Occasionally on this blog I will discuss matters of concern to the hip-hop community. I don't usually drop names, but this site has received plenty of "hits" from, among others, The Game and C-Murder (aka C-Miller), so I know the people are listening.

Tonight at the Merriweather Post Pavilion, Wilco's opening act was Philadelphia's favorite sons, The Roots. They spent much of their set trying to get the audience to dance and/or participate, but to little avail. Even more mainstream fare, like covers of "Jump On It" and "Rapper's Delight," did not impel the audience to "get down." Eventually they gave up, with visible frustration.

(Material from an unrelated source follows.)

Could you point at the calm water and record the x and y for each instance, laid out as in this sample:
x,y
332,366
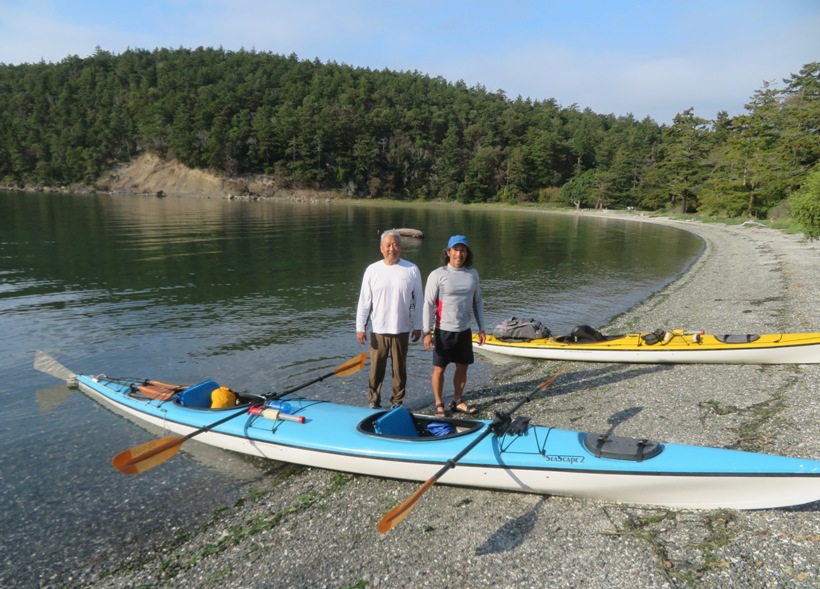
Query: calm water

I wish they'd asked me first; they could have saved their breath. See, Wilco's fan base is as lily-white as the Heritage Foundation, and is only capable of head-nodding or, if whipped into a true frenzy, toe-tapping. I've seen the good intentions of Mos Def and Jurassic 5 dashed on similar rocks of apathy by mostly Caucasian crowds in Seattle. It may be genetic, but most Anglos cannot help but care when they are asked to put their hands up in the air and wave them. I don't want Black Thought and The Mighty, Mighty ?uestlove to feel down about this, but unless the margaritas they serve at the venue are made a helluva lot stronger, ain't no way Whitey's gonna dance.

3 Comments:

Anonymous Anonymous said...

I take exception to the notion that white people can't dance. While you may be right that they probably won't dance to hip-hop, especially the crowd at a Wilco concert, caucasians have been dancing to electronica for decades. Once again, you've revealed your bias against a wonderful genre that has been progressing at a much faster and more interesting rate than any other currently in rotation.

1:03 AM

 
Blogger EB said...

Electronica sucks.

1:05 AM

 
Blogger Sarah D. said...

After my recent Sleater-Kinney concert experience, I've also noted that white people no longer like to dance at rock/punk shows. My diagnosis of the problem is not so much the race -- it's the fact that geeky, hipster music fans of bands such as Wilco & Sleater-Kinney have taken over and they are too goddamn self-conscious and enamored with seeming cool and "above all that dancing stuff" to shake a leg. Little do they know, the musicians they so revere think they're a waste of space for not getting into the act.